Comme d’habitude, c’est simplement un nouveau cycle. Regardez tous les cinéastes de genre de mon âge, on a été marqué par le Viet-Nâm, et c’est cela qu’inconsciemment on retranscrit dans un film. Aujourd’hui, ce cycle est passé, un nouveau est arrivé et les films d’horreur canalisent cette nouvelle tendance, ils s’en servent. La peur du terrorisme, la violence urbaine, ces jeunes qui tuent d’autres jeunes dans des lycées, le port de l’arme chez nous, etc... Ce sont les nouveaux maux de l’Amérique qui sont retranscrits dans les films d’horreur actuels. Ce n’est pas mon époque, moi, j’ai fais un film comme ceux que j’aime faire depuis « Massacre à la tronçonneuse ».

Votre segment des « Masters of horror » marque aussi un nouveau style. Sans votre nom sur le générique, jamais je n’aurais pensé que vous en étiez l’auteur. Est-ce là un nouveau départ pour vous ?

Oui. Complètement. Mon film des « Masters of horror » a été fait après « Mortuary ». J’ai eu carte blanche, j’ai expérimenté quelque chose d’inédit pour moi. L’expérience fut si bonne que je vais m’en inspirer pour mon prochain film.

Depuis vos débuts, vous n’avez œuvré que dans l’horreur. A l’instar d’un Wes Craven, vous n’avez jamais eu envie de réaliser autre chose ?

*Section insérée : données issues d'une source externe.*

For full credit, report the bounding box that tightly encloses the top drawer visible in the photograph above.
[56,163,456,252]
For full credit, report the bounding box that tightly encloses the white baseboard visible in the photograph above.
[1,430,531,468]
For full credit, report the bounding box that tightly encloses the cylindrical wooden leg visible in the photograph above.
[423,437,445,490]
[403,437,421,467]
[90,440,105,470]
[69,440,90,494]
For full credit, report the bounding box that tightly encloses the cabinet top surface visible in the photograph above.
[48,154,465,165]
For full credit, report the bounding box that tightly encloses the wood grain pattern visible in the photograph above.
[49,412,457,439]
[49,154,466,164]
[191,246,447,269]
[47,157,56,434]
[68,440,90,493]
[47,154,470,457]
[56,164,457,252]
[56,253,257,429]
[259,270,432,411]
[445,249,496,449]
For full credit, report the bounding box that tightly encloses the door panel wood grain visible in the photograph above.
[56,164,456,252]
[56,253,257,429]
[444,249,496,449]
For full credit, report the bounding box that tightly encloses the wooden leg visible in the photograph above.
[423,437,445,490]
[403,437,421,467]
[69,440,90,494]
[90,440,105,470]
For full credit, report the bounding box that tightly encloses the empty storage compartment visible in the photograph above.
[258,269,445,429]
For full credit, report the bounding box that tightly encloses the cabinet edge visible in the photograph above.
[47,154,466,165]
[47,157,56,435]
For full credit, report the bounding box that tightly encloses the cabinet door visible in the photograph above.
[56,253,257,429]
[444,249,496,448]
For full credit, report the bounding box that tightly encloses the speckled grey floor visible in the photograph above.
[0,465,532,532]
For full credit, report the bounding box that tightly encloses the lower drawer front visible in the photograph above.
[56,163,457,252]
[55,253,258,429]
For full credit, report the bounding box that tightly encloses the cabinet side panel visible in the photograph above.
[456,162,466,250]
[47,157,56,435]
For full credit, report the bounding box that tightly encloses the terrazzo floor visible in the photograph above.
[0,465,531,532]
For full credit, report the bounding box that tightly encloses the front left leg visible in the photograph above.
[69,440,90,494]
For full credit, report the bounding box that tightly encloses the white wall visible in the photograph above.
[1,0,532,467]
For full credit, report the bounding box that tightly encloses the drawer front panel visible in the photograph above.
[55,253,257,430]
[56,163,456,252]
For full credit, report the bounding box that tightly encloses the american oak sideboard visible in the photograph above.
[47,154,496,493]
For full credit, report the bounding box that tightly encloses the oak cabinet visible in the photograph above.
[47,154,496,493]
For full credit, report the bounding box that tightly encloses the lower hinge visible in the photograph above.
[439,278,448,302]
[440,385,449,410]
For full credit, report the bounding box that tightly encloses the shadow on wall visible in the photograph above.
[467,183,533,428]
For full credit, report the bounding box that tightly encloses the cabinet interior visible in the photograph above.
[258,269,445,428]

Non, tout de suite non. Que Wes ait voulu tenter l’expérience avec « La musique de mon cœur », pourquoi pas ? Mais ce n’est pas mon cas. Et ça ne me dérange absolument pas de ne faire que de l’horreur.

Justement, de tous ces films, quels sont vos préférés, ceux dont vous vous montrez le plus fier ?

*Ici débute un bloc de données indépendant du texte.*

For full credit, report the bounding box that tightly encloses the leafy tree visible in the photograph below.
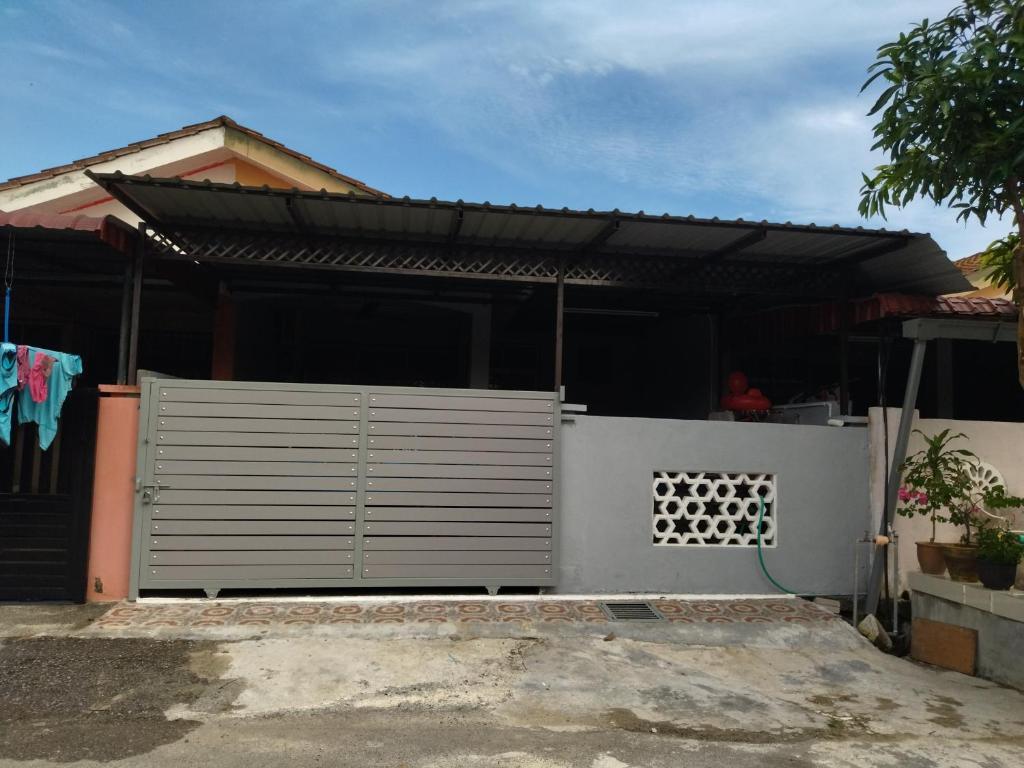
[859,1,1024,387]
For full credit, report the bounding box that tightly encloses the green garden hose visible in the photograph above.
[756,495,796,594]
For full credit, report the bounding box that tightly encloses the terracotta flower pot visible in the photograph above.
[916,542,947,575]
[941,544,979,583]
[976,559,1018,591]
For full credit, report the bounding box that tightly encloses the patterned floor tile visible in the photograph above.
[90,597,838,631]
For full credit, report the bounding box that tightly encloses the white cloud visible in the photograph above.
[306,0,999,256]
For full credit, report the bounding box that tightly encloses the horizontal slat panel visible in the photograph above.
[160,388,360,406]
[362,564,550,579]
[365,492,551,508]
[157,475,357,491]
[153,505,355,520]
[368,408,553,426]
[362,536,550,550]
[147,564,354,580]
[150,536,353,550]
[151,520,355,535]
[363,522,551,536]
[155,446,359,461]
[159,402,361,420]
[363,550,551,565]
[156,461,358,476]
[155,490,357,505]
[366,507,551,522]
[149,551,352,566]
[368,423,553,439]
[150,550,354,565]
[367,436,551,452]
[157,417,360,433]
[367,464,552,479]
[368,394,554,412]
[157,432,359,447]
[365,478,551,493]
[367,450,552,466]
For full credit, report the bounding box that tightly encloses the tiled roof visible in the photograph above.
[0,116,387,198]
[875,292,1017,319]
[954,253,984,274]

Ohhh... Pour moi, chaque film est comme un enfant, alors oui, ils ne sont pas tous parfaits mais je les aime chacun à leur manière. Vous savez, je vais vous dire ceci : j’ai des amis cinéastes, que vous connaissez peut-être de nom. Ils ont signé un excellent film en début de carrière. Mais après, progressivement, ils sont un peu tombés dans l’oubli au point de ne même plus faire de réalisation d’une émission TV ou de présenter une page cinéma sur une chaine. Moi, ça fait trente deux ans que je fais ce métier que j’aime. J’ai la chance d’avoir signé un film qui constitue ma meilleure carte de visite. Alors, même si mon dernier film ne retrouve pas la puissance de mes meilleures réalisations, il restera toujours mon film.